Free war Kindle books for 16 Jun 18

The Exit Club: Book 1: The Originals

by Shaun Clarke


Now a 5-volume e-book series, covering the whole history of the legendary regiment from its beginnings in the North African desert in 1943 to its highly dangerous counter-insurgency operations in Malaya, Borneo, Oman, Aden, Northern Ireland, the Falkland Islands – and including the spectacular Iranian Embassy siege in London.

Epic in its scope, meticulous in its detail and highly controversial, THE EXIT CLUB is the ultimate novel about the SAS – riveting fiction rooted in dramatic fact.

Winter in July: The Doomsday Clock is ticking. It will reach Midnight.

by James W. Nelson

In 2021 many more nations than the superpowers have nuclear weapons and dependable delivery systems, but don’t expect ships and bombers. Viewpoint in this novel is strictly from the civilian.
New cover, no more confusion; it’s not about Christmas.

Kirby Yates, 40, is groundskeeper at the new underground Energy-Museum at Hammett’s Mill, ND, pop. 240. He’s also in charge of security of the attached, secret, bomb shelter. It’s a story of a man struggling to find love as much as his struggle to accept the reality of nuclear war.

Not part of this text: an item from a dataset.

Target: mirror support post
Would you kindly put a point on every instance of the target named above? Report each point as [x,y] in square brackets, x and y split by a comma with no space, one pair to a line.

One of three 5-star reviews

Buy! — an unusual, introspective take on the apocalyptic / post-apocalyptic tale, May 5, 2012
By Kurt Stallings– Author, Law… (Fort Worth, Texas
Kirby Yates lives in a part of the country where there are almost as many nuclear missiles as there are people. The small little town he calls home is filled with lonely people making their way through silent lives. They would be mere numbers waiting to be dumped onto a casualty list if it wasn’t for the fact that their exact location is just beyond the range of total destruction by any enemy missiles aimed at the American bases a short drive across the prairie. Even so, Yates would be nothing among them in the eyes of planners, but for the fact that he happens to have a combination of basic military experience, a quiet competence for planting and managing landscapes, and a bit more intelligence than most. He’s chosen to prepare for and participate in any nuclear exchange without being informed of the fact until it’s too late to quit, although he is bright enough to realize it before. Ironically, he realizes, he is preparing the stage for the tragedy that has given him nightmares since discovering a secret stash of materials in his grandfather’s house. His artist’s vision, which he keeps hidden from others, makes his sense of what may be coming only more vivid.

The author achieves something rare, if not indeed unique, with a work of fiction that not only broadens the reach of its particular sub-genre but doubles as a commentary on that sub-genre in itself. Certainly, this is the first of the A/PA novels I’ve read that explores the reason I am compelled to read so many. The protagonist grew up with the same obsessive sense of impending nuclear doom that vested in so many of us at a certain age, thanks to countless drills at school, those ridiculous films in class, and any number of black-and-white movies on TV. While some reviewers here are put off by Kirby Yates’ initial, relative immaturity — brilliantly and incisively detailed for him halfway through by a woman explaining why they can not be together — readers more accustomed to novels that aren’t purely action-driven will enjoy following his maturation, complete at the end of the book.

I’m not knocking action books, or those who enjoy them, I’m simply making the distinction so you can choose whether you personally might enjoy the book or not. I like action books; I also like this one. This is a book about a man, not a war, albeit a man preparing for the most terrifying of wars; and it’s a book about a real man, not a caricature.

I recommend BUY as someone who enjoyed the tension as the subtle shifts in his relationships, always driven by an artist’s appreciation for the insanity of nuclear war, was also balanced by an appreciation for the need for “adults” (as Yates puts it in his musings) who deal with insanity as something that is never going away. The struggle to achieve some sort of mature balance within himself as between those two impulses are what drive his decisions throughout the book. The ending is so satisfying because he finds that balance under the most surprising of circumstances — or perhaps the only situation in which he might have stumbled onto it. In any event, it’s his decisive action that wins him his “adulthood,” and brings the security he’s always sought to himself and those for whom he cares.